First data analysis walkthrough in Data Analysis Python - Time & Space Complexity
When we analyze data, we often run code that looks at many rows. Understanding how the time to run this code grows as the data grows helps us plan better.
We want to know: How does the work change when we have more data?
Analyze the time complexity of the following code snippet.
import pandas as pd
def analyze_data(df):
total = 0
for value in df['numbers']:
total += value
return total
# df is a DataFrame with a column 'numbers'
This code adds up all the numbers in one column of a data table.
Identify the loops, recursion, array traversals that repeat.
- Primary operation: Looping through each number in the column.
- How many times: Once for every row in the data.
As the number of rows grows, the time to add all numbers grows at the same pace.
| Input Size (n) | Approx. Operations |
|---|---|
| 10 | 10 additions |
| 100 | 100 additions |
| 1000 | 1000 additions |
Pattern observation: Doubling the data doubles the work.
Time Complexity: O(n)
This means the time to finish grows directly with the number of rows.

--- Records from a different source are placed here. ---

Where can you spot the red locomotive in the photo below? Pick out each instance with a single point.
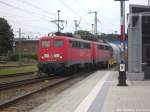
(62, 53)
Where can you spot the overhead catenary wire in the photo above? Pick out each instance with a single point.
(70, 8)
(79, 4)
(19, 9)
(37, 7)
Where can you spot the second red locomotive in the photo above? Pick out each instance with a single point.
(62, 53)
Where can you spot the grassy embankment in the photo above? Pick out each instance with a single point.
(22, 69)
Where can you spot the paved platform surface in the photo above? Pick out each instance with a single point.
(133, 98)
(99, 93)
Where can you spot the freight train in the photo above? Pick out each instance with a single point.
(58, 54)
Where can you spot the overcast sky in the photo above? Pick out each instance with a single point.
(34, 16)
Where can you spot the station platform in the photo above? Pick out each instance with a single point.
(99, 93)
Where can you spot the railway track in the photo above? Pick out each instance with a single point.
(8, 85)
(15, 75)
(59, 80)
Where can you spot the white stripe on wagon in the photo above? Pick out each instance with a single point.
(87, 102)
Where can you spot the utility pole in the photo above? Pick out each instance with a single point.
(92, 28)
(76, 23)
(95, 21)
(122, 65)
(19, 50)
(58, 11)
(58, 21)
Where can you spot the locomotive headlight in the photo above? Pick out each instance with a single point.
(42, 57)
(46, 55)
(60, 57)
(56, 55)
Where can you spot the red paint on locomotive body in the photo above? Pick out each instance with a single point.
(71, 51)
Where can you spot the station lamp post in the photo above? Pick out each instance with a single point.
(122, 68)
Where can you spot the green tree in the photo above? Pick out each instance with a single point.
(6, 37)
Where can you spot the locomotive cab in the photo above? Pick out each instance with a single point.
(51, 50)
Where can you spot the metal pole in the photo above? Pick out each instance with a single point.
(58, 19)
(19, 50)
(95, 22)
(122, 8)
(93, 28)
(76, 24)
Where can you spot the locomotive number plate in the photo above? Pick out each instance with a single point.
(46, 55)
(56, 55)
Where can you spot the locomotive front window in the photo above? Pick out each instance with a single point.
(59, 43)
(45, 44)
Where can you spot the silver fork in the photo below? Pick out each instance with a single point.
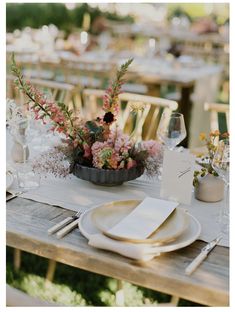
(65, 226)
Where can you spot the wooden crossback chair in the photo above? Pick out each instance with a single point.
(57, 91)
(215, 109)
(139, 114)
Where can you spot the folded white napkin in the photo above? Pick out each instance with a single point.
(140, 252)
(145, 219)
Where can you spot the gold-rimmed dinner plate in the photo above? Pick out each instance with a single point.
(107, 215)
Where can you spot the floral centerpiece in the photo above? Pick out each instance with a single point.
(206, 161)
(92, 145)
(209, 187)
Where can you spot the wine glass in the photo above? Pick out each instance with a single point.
(21, 133)
(220, 164)
(171, 130)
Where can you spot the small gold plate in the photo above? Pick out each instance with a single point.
(107, 215)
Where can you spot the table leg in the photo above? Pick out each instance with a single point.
(17, 259)
(51, 270)
(185, 107)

[X] Wrong: "Adding numbers in a column takes the same time no matter how big the data is."
[OK] Correct: Each number must be looked at once, so more data means more work.
Knowing how your code grows with data size shows you understand efficiency. This helps you write better data analysis code and explain your thinking clearly.
"What if we used a built-in function like sum() instead of a loop? How would the time complexity change?"